Israël-Turquie : la rupture (02/06/2010)


Ankara était considéré comme le seul allié de l’Etat hébreu dans la région. Les morts sur un navire turc au large de Gaza semblent avoir accéléré le divorce.

Une manifestation pro-palestinienne à Istanbul

Une manifestation pro-palestinienne à Istanbul © SIPA


Le Mavi Marmara, seul navire de la flottille Free Gaza où l’intervention des commandos israéliens a basculé dans la violence, faisant neuf morts, dont au moins quatre Turcs, battait pavillon turc. A son bord, des activistes d’IHH, une association turque, proche du Hamas selon Israël. Son départ du port stambouliote de Sarayburnu s’était accompagné de discours, dont celui de Bulent Yildirim, président d’IHH, qui avait notamment remercié pour son soutien l’AKP, le parti islamo-conservateur du Premier ministre turc, Recep Tayyip Erdogan.

« Œil pour œil ! »

Quelques jours plus tard, ce dernier allait dénoncer le raid israélien au large de Gaza : « un acte de terrorisme d’Etat inhumain ». Pour son ministre des Affaires étrangères, Ahmet Davutoglu, Israël a « perdu toute légitimité internationale ». A Istanbul, lundi soir, la police anti-émeute a, contrairement à son habitude, fait preuve d’une étonnante retenue face aux 10.000 manifestants massés devant le consulat général de l’Etat hébreu. « Mort à Israël ! », « Soldats turcs, partez pour Gaza ! », « Vengeance ! Œil pour œil, dent pour dent ! », hurlait la foule, tandis que mardi la presse se déchaînait. « Des balles tirées contre l’humanité », titrait Radikal sur un fond noir en signe de deuil. Pour le Turkish Daily News, l’opération de Tsahal plante « le dernier clou dans le cercueil » des relations turco-israéliennes, déjà sévèrement endommagées par l’offensive contre Gaza voilà un an et demi. Et de citer le vice-président de l’AKP, Hüseyin Celik : « Nos relations avec Israël ne seront plus jamais les mêmes. »

La maîtresse d’Ankara

Effectivement. Elles sont loin, les années 1950, où on disait que la Turquie avait une maîtresse, Israël, avec qui elle aimait être, et une vingtaine d’épouses, les Etats arabes, qu’elle devait ménager. N’avait-elle pas été, en 1950, le premier pays musulman à reconnaître l’Etat hébreu ? Six ans plus tard, elle avait soutenu l’expédition de Suez, menée par la France, l’Angleterre et Israël, en riposte à la nationalisation du canal. Et, en 1992, elle avait célébré en grande pompe « 500 ans de vie paisible en terres turques des juifs expulsés d’Espagne en 1492 ».

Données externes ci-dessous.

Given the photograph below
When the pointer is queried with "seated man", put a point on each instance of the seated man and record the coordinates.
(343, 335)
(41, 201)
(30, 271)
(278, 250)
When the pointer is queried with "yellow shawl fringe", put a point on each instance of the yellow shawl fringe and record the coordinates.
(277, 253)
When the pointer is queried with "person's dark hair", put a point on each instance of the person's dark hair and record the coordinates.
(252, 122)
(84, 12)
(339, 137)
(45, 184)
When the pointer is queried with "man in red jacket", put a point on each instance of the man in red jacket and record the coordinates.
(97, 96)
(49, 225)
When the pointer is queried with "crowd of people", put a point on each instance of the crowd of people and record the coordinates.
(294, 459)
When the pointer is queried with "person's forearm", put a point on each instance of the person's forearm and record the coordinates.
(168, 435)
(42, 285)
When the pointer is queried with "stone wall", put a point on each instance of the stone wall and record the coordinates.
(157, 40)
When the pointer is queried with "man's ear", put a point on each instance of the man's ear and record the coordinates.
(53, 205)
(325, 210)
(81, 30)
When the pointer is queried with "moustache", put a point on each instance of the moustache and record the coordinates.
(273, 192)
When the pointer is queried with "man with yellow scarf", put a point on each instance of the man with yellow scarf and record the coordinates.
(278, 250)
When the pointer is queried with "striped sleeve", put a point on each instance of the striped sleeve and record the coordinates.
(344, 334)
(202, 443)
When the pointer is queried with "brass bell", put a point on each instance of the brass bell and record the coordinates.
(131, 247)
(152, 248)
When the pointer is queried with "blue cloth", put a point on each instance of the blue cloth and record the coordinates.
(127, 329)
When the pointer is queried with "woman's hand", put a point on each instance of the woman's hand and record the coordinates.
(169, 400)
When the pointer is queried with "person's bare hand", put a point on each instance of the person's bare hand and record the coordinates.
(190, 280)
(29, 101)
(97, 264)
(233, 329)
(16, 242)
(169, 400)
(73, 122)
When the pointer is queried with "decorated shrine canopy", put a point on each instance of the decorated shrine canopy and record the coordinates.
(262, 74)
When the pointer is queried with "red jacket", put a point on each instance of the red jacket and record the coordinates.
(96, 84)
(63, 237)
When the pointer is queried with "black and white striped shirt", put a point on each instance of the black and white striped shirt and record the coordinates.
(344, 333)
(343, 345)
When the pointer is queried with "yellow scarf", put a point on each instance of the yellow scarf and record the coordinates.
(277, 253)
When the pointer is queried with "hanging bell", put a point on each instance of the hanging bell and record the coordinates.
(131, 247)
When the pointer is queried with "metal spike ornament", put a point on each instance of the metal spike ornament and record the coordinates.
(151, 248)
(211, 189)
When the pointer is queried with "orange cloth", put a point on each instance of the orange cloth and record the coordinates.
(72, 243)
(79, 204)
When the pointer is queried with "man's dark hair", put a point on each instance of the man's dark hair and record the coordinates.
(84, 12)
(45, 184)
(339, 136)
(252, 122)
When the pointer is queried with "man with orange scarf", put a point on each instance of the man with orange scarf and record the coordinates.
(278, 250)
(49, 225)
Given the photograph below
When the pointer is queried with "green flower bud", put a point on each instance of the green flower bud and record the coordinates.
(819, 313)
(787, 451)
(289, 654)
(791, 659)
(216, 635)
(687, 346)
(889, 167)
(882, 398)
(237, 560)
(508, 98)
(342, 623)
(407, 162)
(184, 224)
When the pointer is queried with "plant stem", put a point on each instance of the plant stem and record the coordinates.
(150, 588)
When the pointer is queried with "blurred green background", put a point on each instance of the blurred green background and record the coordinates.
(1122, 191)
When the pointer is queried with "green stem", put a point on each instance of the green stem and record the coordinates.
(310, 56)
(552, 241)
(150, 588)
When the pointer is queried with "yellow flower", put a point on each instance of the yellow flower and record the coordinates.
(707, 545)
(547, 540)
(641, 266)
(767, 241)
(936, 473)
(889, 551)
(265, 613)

Certes, en 1975, Ankara signe la résolution 3379 des Nations unies stipulant que « le sionisme est une forme de racisme et de discrimination raciale », mais cela n’empêche ni les contrats d’armement, ni les manœuvres militaires conjointes, ni les échanges d’informations. Autre accroc : avant de s’installer, en 1996, dans le fauteuil de Premier ministre, le leader islamiste Necmettin Erbakan martèle durant la campagne électorale que voter pour lui, c’est « voter contre les Arméniens et les juifs. » Toutefois, en 2002, son successeur, Recep Tayyp Erdogan, également islamo-conservateur, tient à resserrer les liens avec Jérusalem.

Jusqu’en décembre 2008. L’opération « Plomb durci » déclenchée par Israël contre le Hamas de Gaza en riposte aux nombreux tirs de roquettes sur ses villes suscite de sévères critiques à Ankara, qui, en octobre 2009, exclut l’aviation israélienne d’exercices internationaux qu’elle organise. En janvier dernier, la diffusion sur une chaîne de télévision turque d’un feuilleton présentant les soldats de Tsahal comme des tueurs d’enfants dérape sur un classique de l’antisémitisme. Le 17 mai, nouveau coup de froid : Benyamin Netanyahou qualifie d’« imposture » l’accord sur le nucléaire signé par la Turquie et le Brésil avec le président iranien Ahmadinejad, qui menace régulièrement de détruire Israël.

Sur le Mavi Marmara, les épouses sont parvenues à écarter la maîtresse.